The social dynamics of understanding climate
Landgren describes herself as “one of those people who can get excited about a lot of different ideas.”
In her PhD research at Cornell University, she studied complex social systems and the atmospheric dynamics of exoplanets. In her first postdoctoral position at the University of Colorado Boulder, she began working with and developing mathematical models to explore the complex social systems that underlie how people think about climate.
At the Doerr School of Sustainability, Landgren is working with Assistant Professors Sara Constantino and Madalina Vlasceanu in the Environmental Social Sciences Department – an ideal place to unite her interests in climate, math, and social systems, she said.
Her research examines how people form beliefs about climate change and how institutional signals, such as Supreme Court decisions, can affect perceptions of climate solutions.
“Environmental social scientists are thinking about how to convince people to take action on climate, whether it’s individual or collective,” she says. “That, combined with the community, really drew me to the field.”
A pathway to plants and academia
Orozco, who was a first-generation college student, knew she wanted to study biology as an undergraduate at the University of California, Davis, but she wasn’t sure what subfield to focus on. Through classes and internships, she discovered her enthusiasm for plant biology.

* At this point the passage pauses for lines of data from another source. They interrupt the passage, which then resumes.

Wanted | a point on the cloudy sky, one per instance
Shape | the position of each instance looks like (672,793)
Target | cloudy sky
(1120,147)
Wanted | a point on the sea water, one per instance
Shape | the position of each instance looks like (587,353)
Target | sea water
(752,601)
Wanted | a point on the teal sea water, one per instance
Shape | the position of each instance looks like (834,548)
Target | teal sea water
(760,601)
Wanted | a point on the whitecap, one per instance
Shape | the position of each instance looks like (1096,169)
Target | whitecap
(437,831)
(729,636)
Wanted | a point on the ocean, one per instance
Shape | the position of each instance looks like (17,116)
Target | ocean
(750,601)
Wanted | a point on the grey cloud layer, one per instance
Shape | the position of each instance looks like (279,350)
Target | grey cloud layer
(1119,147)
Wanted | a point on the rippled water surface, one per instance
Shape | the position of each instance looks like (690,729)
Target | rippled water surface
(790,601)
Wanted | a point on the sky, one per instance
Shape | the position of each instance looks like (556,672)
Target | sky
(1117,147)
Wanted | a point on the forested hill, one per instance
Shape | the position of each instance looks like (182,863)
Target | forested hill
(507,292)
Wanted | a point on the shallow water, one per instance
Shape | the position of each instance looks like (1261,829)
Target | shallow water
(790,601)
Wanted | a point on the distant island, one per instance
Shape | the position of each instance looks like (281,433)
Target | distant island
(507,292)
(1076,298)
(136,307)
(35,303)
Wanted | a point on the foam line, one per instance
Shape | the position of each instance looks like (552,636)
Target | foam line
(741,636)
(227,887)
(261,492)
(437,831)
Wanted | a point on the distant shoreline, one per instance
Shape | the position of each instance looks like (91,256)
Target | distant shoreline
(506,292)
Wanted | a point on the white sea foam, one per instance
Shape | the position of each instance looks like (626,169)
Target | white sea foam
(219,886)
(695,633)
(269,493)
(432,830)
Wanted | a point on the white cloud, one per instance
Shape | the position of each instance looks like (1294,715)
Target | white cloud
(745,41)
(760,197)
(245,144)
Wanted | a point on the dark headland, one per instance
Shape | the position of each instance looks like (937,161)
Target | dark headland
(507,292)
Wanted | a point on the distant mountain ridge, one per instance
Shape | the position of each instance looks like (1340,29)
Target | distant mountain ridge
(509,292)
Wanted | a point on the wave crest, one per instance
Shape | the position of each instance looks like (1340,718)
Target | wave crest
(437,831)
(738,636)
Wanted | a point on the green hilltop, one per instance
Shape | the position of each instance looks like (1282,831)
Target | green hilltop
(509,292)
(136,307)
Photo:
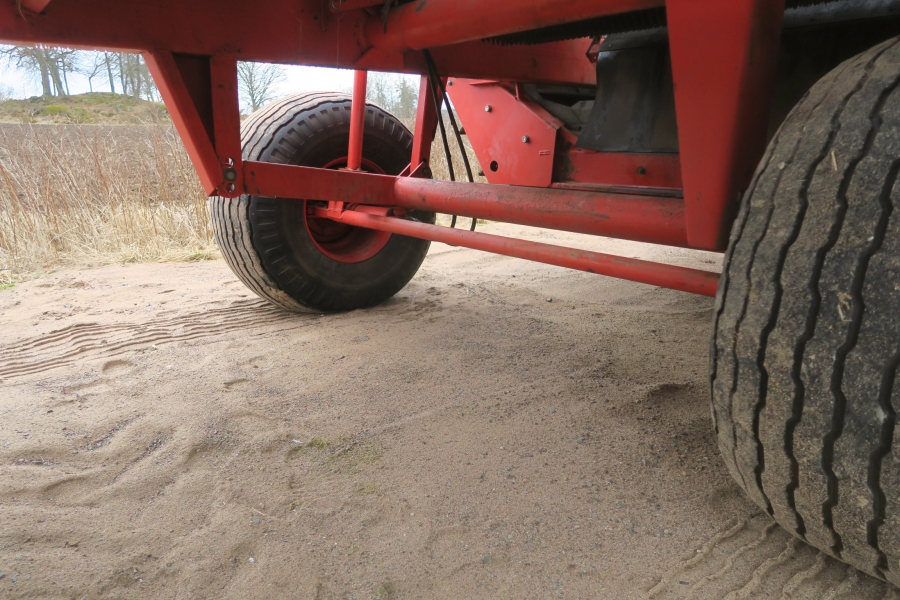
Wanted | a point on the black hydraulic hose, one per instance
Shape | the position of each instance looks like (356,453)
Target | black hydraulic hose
(436,83)
(437,107)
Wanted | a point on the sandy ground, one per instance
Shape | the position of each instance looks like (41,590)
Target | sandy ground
(499,429)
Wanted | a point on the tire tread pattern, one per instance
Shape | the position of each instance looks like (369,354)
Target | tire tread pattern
(806,340)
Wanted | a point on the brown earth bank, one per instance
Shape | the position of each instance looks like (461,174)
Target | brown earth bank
(499,429)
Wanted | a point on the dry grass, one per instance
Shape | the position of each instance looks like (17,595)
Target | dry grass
(76,194)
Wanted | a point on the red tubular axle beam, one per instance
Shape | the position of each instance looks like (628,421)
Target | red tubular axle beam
(677,278)
(631,217)
(639,218)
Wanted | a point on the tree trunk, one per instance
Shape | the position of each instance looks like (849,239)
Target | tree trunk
(112,82)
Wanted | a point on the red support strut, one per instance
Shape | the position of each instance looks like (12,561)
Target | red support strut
(677,278)
(357,120)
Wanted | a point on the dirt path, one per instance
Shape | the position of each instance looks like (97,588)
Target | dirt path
(500,429)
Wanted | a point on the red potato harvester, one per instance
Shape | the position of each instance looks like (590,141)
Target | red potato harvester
(768,129)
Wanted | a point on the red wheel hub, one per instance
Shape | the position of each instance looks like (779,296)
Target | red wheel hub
(341,242)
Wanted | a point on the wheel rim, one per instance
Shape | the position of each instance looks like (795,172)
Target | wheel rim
(340,242)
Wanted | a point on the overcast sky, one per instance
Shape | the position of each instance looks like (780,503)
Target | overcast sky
(299,79)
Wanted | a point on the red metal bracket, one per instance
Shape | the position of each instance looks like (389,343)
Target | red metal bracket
(513,138)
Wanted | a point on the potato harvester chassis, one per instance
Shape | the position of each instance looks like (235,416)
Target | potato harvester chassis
(723,57)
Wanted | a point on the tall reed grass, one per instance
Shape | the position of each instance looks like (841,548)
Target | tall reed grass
(75,194)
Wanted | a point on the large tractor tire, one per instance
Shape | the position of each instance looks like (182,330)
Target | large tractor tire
(806,342)
(299,262)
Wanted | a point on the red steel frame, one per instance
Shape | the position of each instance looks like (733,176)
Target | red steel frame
(723,60)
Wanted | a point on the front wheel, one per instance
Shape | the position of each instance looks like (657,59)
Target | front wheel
(292,259)
(807,335)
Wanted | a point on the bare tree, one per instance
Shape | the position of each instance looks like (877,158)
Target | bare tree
(91,65)
(134,76)
(49,65)
(257,83)
(395,93)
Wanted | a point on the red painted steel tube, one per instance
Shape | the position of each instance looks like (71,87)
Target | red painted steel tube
(432,23)
(357,120)
(639,218)
(632,269)
(631,217)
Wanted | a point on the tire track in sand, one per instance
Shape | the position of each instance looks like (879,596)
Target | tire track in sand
(83,341)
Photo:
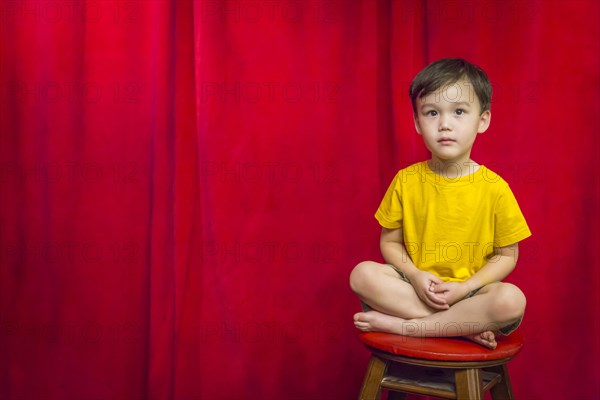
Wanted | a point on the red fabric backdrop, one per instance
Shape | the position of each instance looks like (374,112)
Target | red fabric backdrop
(185,187)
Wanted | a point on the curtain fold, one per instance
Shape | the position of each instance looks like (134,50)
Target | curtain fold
(185,187)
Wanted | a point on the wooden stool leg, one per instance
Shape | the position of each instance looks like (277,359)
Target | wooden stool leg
(371,389)
(469,384)
(503,389)
(392,395)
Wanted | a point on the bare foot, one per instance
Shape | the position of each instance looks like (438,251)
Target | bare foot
(486,339)
(374,321)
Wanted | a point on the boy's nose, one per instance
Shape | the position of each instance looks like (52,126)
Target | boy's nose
(444,124)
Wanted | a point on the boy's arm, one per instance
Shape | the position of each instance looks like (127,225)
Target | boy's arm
(497,268)
(394,252)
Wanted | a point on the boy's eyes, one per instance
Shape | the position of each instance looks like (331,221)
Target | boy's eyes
(433,113)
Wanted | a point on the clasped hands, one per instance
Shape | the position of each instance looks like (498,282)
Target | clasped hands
(436,293)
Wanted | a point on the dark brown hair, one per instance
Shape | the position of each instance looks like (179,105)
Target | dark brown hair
(446,72)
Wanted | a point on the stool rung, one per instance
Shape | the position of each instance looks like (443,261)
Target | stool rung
(429,381)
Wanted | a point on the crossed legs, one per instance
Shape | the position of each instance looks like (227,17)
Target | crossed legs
(397,308)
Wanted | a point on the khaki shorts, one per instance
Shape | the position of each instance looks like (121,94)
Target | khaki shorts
(506,330)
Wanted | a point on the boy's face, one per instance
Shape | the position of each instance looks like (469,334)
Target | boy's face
(449,120)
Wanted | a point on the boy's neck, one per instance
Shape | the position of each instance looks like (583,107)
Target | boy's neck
(452,169)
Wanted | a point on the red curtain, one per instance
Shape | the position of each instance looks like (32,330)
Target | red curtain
(186,186)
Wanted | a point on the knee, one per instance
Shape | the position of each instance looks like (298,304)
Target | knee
(361,276)
(509,302)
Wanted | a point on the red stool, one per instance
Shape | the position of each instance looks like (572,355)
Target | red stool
(451,368)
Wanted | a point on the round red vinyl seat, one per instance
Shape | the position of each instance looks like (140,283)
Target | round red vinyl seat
(442,349)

“My dad’s a landscaper, so I’ve always had plants in my life – we have a gazillion plants, but I’d never thought about researching them,” she said.
Her PhD research at UC Davis focused primarily on the effects of wildfire smoke on orchard trees. After working to understand how plants endure one kind of catastrophe, she transitioned to another after finding inspiration in a podcast episode on the extinction event that wiped out many dinosaurs. Her current project with Kevin Boyce, a professor of Earth and planetary sciences, involves analyzing plant survival on a planetary scale.
She’s now assessing global data about modern plants to identify traits that allow them to survive disturbances as enormous as that extinction event.
In addition to her research, she said, the most exciting aspect of the fellowship program has been the chance to learn skills that will help her pursue a faculty role, such as designing courses and managing a lab.
“I’m entering this world that I feel like students are not really prepared for sometimes after a PhD program,” Orozco said.
As Orozco and her colleagues continue to delve into their research, they also are giving back to their fields. “They are bringing their passion to making academia more accessible and welcoming, and they are role models for many in the scientific community,” Lupe Carrillo said.